Regular Expressions

Mitchell uses the regular expression library from SML/NJ. The documentation for that library is here.

Upstream Documentation Errata

There is an error in the documentation for the library. For the find, prefix, and match functions, the type of the match is listed as

{pos : 'a, len : int} option MatchTree.match_tree

when it should be

{pos : 'a, len : int} MatchTree.match_tree

The option constructors that appear when pattern-matching on the results of find and prefix below are part of the StringCvt.reader type. Thus, a MatchTree.match_tree always contains at least one match, which can be accessed using MatchTree.root.

Basic Usage

The regular expression library has a number of configurable parts. The examples below show some reliable defaults and basic usage patterns. All of the examples begin by creating the module using awk-like regular expression syntax and the backtracking based matching engine.

structure R = RegExpFn(structure P = AwkSyntax; structure E = BackTrackEngine)

Has Match

To check if any part of a string matches a regular expression, the following can be used.

(* Just check for a match *)
fun hasMatch reg str =
    let
      val r = R.compileString reg
      val s = Substring.full str
    in
      Option.isSome (R.find r Substring.getc s)
    end

val res = hasMatch "(A|B)B*" "CABBBCB"
val _ = print (Bool.toString res ^ "\n")

This results in the output

true

Prefix Has Match

To check if a prefix of a string matches a regular expression, the following can be used.

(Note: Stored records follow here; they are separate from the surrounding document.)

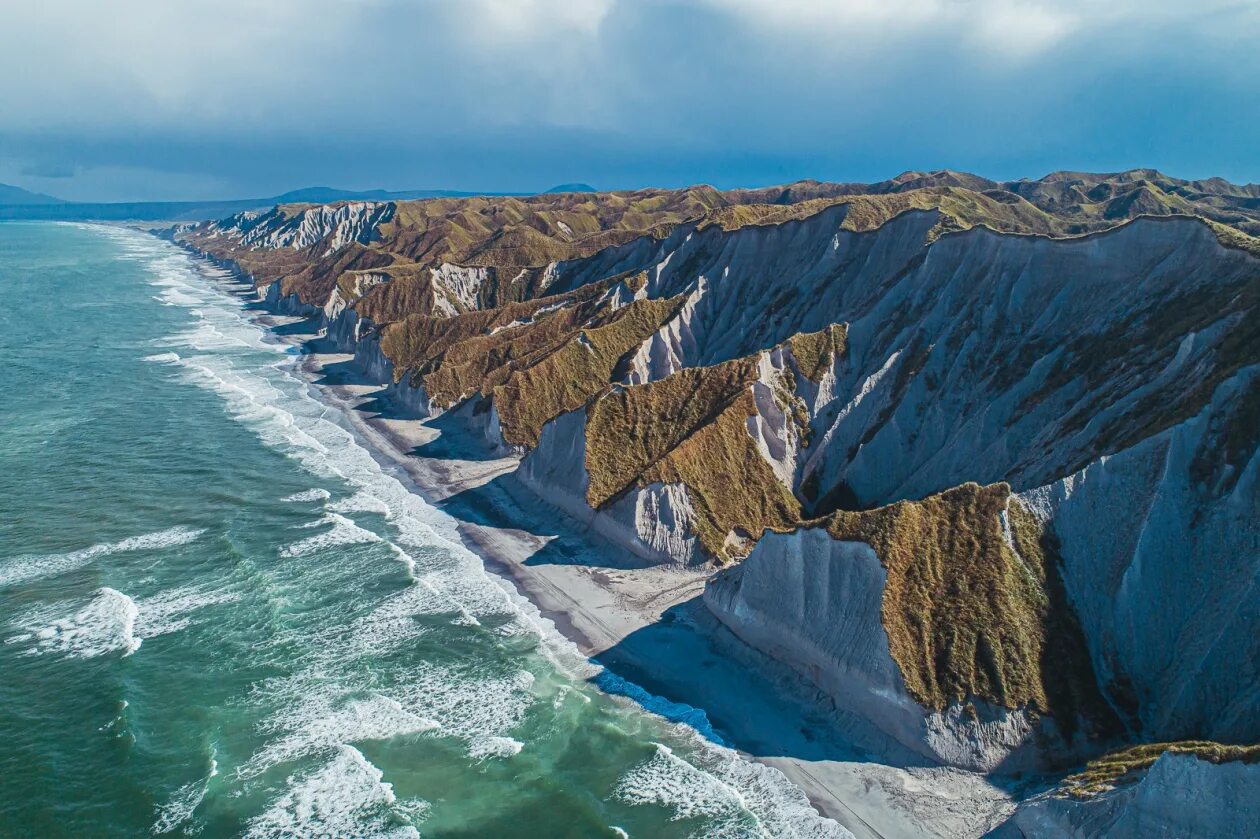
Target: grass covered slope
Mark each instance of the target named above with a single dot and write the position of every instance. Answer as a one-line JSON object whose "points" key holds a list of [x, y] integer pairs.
{"points": [[790, 357], [1128, 765], [973, 606], [691, 428]]}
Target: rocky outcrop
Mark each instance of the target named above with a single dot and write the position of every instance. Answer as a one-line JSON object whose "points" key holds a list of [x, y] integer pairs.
{"points": [[975, 464], [329, 226], [1161, 558], [1181, 795]]}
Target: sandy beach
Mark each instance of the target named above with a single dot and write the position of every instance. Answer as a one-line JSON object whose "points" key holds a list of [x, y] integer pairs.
{"points": [[648, 625]]}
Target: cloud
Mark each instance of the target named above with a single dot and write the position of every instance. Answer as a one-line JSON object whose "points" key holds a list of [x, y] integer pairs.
{"points": [[515, 93]]}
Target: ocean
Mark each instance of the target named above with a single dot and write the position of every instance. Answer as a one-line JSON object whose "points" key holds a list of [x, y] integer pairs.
{"points": [[222, 617]]}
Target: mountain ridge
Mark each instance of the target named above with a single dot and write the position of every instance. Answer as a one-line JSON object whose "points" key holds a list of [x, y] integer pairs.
{"points": [[972, 379]]}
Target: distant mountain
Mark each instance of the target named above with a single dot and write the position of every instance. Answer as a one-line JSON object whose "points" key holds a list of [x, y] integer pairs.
{"points": [[20, 204], [328, 194], [17, 195], [978, 459], [571, 188]]}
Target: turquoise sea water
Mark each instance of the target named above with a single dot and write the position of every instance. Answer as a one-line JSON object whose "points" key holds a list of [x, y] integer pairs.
{"points": [[221, 617]]}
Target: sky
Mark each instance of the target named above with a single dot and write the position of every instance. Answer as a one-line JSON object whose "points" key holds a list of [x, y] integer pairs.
{"points": [[166, 100]]}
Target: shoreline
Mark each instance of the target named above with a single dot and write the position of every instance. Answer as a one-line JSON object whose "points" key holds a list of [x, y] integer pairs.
{"points": [[645, 624]]}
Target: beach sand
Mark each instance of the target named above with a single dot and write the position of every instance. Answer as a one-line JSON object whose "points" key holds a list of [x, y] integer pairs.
{"points": [[648, 625]]}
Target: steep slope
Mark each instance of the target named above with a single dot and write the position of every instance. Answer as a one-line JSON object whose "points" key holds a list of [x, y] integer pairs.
{"points": [[1191, 789], [979, 457]]}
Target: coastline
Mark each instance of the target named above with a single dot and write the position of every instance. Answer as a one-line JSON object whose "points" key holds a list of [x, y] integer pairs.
{"points": [[645, 624]]}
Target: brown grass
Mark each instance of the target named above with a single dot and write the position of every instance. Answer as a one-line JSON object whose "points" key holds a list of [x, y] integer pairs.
{"points": [[1129, 765], [691, 428]]}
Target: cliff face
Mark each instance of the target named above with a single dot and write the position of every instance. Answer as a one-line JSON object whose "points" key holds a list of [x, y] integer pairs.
{"points": [[1190, 790], [979, 459]]}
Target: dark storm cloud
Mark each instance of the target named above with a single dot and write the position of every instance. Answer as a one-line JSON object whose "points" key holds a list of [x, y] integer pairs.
{"points": [[144, 98]]}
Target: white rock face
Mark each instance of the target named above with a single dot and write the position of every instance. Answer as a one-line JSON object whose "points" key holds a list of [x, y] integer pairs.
{"points": [[655, 523], [1163, 572], [669, 347], [814, 602], [1179, 796], [332, 224]]}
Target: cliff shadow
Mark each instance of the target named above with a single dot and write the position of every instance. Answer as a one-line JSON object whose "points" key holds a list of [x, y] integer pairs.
{"points": [[455, 439], [689, 668]]}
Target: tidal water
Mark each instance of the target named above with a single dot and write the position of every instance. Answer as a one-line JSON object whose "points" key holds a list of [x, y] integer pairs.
{"points": [[221, 617]]}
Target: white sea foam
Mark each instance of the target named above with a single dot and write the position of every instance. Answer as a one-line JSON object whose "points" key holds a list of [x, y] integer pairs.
{"points": [[20, 570], [347, 798], [169, 611], [114, 621], [342, 533], [737, 798], [308, 495], [106, 624], [320, 721], [479, 711], [500, 747], [672, 782], [362, 502], [183, 804], [479, 708]]}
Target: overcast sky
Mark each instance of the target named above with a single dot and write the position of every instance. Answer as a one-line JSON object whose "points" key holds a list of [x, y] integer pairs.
{"points": [[189, 98]]}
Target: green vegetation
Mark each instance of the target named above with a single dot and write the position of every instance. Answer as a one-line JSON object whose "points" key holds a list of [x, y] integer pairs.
{"points": [[691, 428], [1129, 765], [815, 352]]}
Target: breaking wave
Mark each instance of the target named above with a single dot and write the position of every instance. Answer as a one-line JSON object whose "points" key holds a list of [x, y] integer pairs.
{"points": [[22, 570]]}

fun hasPrefixMatch reg str =
    let
      val r = R.compileString reg
      val s = Substring.full str
    in
      Option.isSome (R.prefix r Substring.getc s)
    end

val res = hasPrefixMatch "(A|B)B*" "CABBBCB"
val _ = print (Bool.toString res ^ "\n")
val res = hasPrefixMatch "(A|B)B*" "ABBBCB"
val _ = print (Bool.toString res ^ "\n")

This results in the output

false
true

Offset and Length of Match

To find the offset and length of a match, the following can be used:

fun matchPosition reg str =
    let
      val r = R.compileString reg
      val s = Substring.full str
    in
      case R.find r Substring.getc s of
          NONE => NONE          (* No match *)
        | SOME (m, _) =>
          let
            val {pos=pos, len=len} = MatchTree.root m
            val (_, matchOffset, _) = Substring.base pos
          in
            (* If the string were from something other than Substring.full, we
               would have to subtract the offset of the outer substring.
             *)
            SOME (matchOffset, len)
          end
    end

val res = matchPosition "(A|B)B*" "CDABBBCB" (* true *)
val _ = case res of
            NONE => print "NONE\n"
          | SOME (off, len) =>
            print ("{off=" ^ Int.toString off ^ ", len=" ^ Int.toString len ^ "}\n")

This results in the output

{off=2, len=4}

Matching String

To get the first matching string, the following can be used:

fun matchedString reg str =
    let
      val r = R.compileString reg
      val s = Substring.full str
    in
      case R.find r Substring.getc s of
          NONE => NONE
        | SOME (MatchTree.Match ({pos=pos, len=len}, _), _) =>
          SOME (Substring.slice (pos, 0, SOME len))
    end
val _ = case matchedString "(A|B)B*" "CDABBBCB" of
            NONE => print "NONE\n"
          | SOME str => print (Substring.string str ^ "\n")

This results in the output

ABBB